Ainsi, dix parlementaire LR, sous l'impulsion du député Julien Aubert, ont interpelé le Procureur de la République de Paris, ce mardi 16 mars, pour "exhibition sexuelle". Une initiative jugée grotesque par l'actrice. Présente aujourd'hui aux côtés des occupants du théâtre Sébastopol de Lille ("des gens qui sont en train de crever la dalle"), Corinne Masiero a répliqué dans l'émission de Mediapart, A l'air libre.
"Qu'une meuf de mon âge se foute à oilpé, sans être rafistolée, avec les miches qui tombent et puis la cellulite et le ventre comme ça et les seins qui font comme ça, pas épilée, rien du tout... Ils se disent : 'oh mon dieu !". Ca révèle beaucoup de choses, non ? On est bien dans une société patriarcale et sexiste."
Alors que son happening visait à montrer que le monde de la Culture était "à poil", l'interprète de la Capitaine Marleau regrette que "ce dont on parle le plus, c'est de mes vieilles fesses en ruines et de mes nichons qui tombent". Mais une partie de son objectif semble atteint : "Ce qui est génial, c'est qu'on en parle (...).
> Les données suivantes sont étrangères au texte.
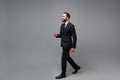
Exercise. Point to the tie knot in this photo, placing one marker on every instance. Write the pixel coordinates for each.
(64, 25)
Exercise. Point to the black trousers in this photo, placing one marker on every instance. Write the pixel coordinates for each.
(66, 57)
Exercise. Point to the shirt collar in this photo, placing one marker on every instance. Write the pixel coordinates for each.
(66, 23)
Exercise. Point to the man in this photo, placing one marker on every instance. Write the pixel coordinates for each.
(68, 43)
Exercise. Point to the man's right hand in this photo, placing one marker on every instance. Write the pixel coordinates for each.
(55, 34)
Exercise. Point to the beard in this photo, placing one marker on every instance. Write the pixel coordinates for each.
(64, 20)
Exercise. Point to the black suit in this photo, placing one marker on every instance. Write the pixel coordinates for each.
(68, 41)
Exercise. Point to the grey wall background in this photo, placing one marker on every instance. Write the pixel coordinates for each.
(26, 41)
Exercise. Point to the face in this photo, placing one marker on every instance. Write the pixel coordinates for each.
(64, 18)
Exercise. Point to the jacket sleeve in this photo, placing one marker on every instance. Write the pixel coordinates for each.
(74, 36)
(60, 33)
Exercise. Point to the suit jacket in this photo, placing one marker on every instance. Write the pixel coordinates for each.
(68, 36)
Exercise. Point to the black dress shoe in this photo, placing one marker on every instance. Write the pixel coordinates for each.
(76, 70)
(60, 76)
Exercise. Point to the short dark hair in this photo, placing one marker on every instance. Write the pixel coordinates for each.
(68, 15)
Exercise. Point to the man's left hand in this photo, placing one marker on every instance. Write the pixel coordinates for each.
(72, 49)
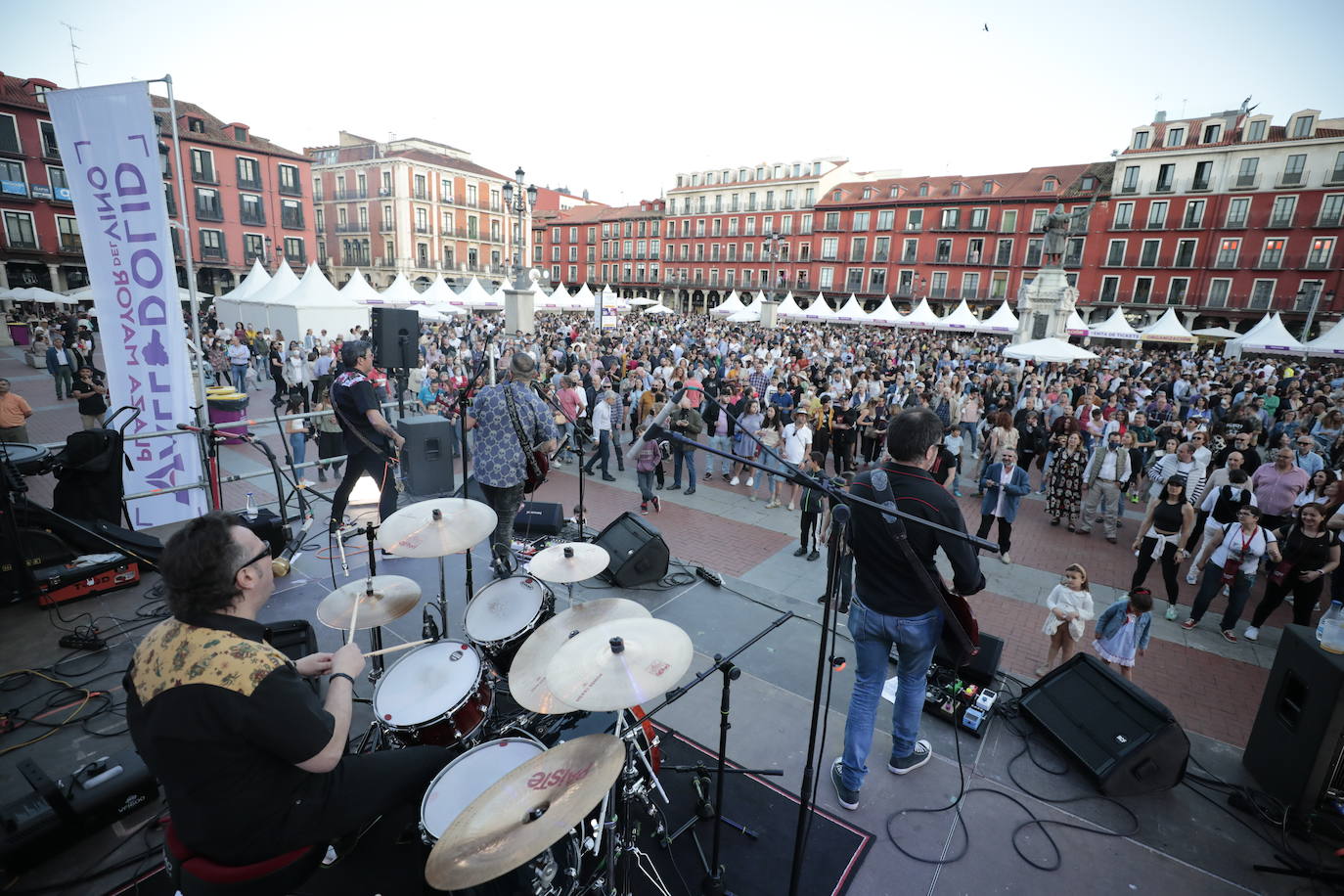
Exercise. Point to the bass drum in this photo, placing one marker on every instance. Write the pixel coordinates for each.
(552, 874)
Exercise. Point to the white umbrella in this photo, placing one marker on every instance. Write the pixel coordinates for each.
(1049, 349)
Si je ne l'avais pas fait, on ne pourrait pas parler de la précarité des gens qui sont de la culture, des gens de l'éducation, de la santé et des élèves."
Son intervention politique a d'ailleurs été saluée par des "messages du Brésil, de Corée du Sud, des Etats-Unis, d'Inde" et par un "tsunami de 'merci', de 'Je t'aime', de 'merci de prendre la parole pour nous'", souligne-t-elle, ajoutant que "beaucoup de nanas d'un certain âge qui m'ont dit : 'Merci de montrer votre corps'. Parce que voilà, on a le droit d'exister aussi". Une façon de rappeler l'invisibilisation des femmes de plus de 50 ans dans une société pétrie de jeunisme.
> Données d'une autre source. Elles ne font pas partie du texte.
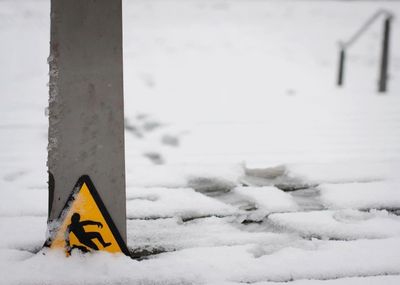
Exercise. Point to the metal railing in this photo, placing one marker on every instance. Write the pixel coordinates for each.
(384, 63)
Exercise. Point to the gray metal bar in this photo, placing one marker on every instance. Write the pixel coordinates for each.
(383, 73)
(86, 120)
(342, 57)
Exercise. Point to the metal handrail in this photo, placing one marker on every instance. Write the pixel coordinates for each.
(345, 45)
(365, 27)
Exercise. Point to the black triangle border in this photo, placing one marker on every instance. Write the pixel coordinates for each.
(92, 189)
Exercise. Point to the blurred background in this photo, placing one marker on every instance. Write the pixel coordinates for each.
(213, 85)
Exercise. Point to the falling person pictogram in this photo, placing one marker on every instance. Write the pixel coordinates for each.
(86, 238)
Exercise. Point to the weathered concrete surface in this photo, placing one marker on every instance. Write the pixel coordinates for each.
(86, 120)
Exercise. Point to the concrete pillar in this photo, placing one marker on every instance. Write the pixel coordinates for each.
(86, 120)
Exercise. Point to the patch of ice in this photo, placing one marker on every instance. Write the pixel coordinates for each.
(343, 224)
(373, 195)
(169, 202)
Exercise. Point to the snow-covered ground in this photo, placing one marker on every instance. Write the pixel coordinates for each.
(245, 164)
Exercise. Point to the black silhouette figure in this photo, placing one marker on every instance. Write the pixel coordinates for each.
(85, 238)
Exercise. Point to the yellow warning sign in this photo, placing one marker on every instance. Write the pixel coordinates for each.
(85, 223)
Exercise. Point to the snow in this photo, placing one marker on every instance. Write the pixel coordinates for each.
(151, 203)
(375, 195)
(227, 102)
(342, 224)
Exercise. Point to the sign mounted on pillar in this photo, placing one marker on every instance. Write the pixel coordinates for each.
(85, 223)
(86, 126)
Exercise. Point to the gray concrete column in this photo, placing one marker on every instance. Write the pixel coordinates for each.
(86, 120)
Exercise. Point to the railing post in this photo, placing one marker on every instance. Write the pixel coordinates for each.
(342, 57)
(383, 73)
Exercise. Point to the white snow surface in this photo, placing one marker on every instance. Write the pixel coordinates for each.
(214, 88)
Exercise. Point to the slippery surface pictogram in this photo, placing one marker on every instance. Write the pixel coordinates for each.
(85, 223)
Revenant sur la sortie fracassante d'Adèle Haenel lors des César 2020 ("Je n'ai pas sa classe"), Corinne Masiero balance : "Moi, ma force, c'est d'être moche, populaire et vulgaire. 'Vulgaire', c'est ce qui vient du peuple. Et donc si ça gêne des gens, posez-vous la question : 'Pourquoi ça vous gêne messieurs-dames ?'"
Des uppercuts bien sentis contre une classe politique et des sexistes qui crient au scandale face à un corps de femme dénudée plutôt que de s'indigner du problème de la paupérisation galopante.
Non, Corinne Masiero n'est pas "moche". Elle est grande et belle. Et sa colère est puissante.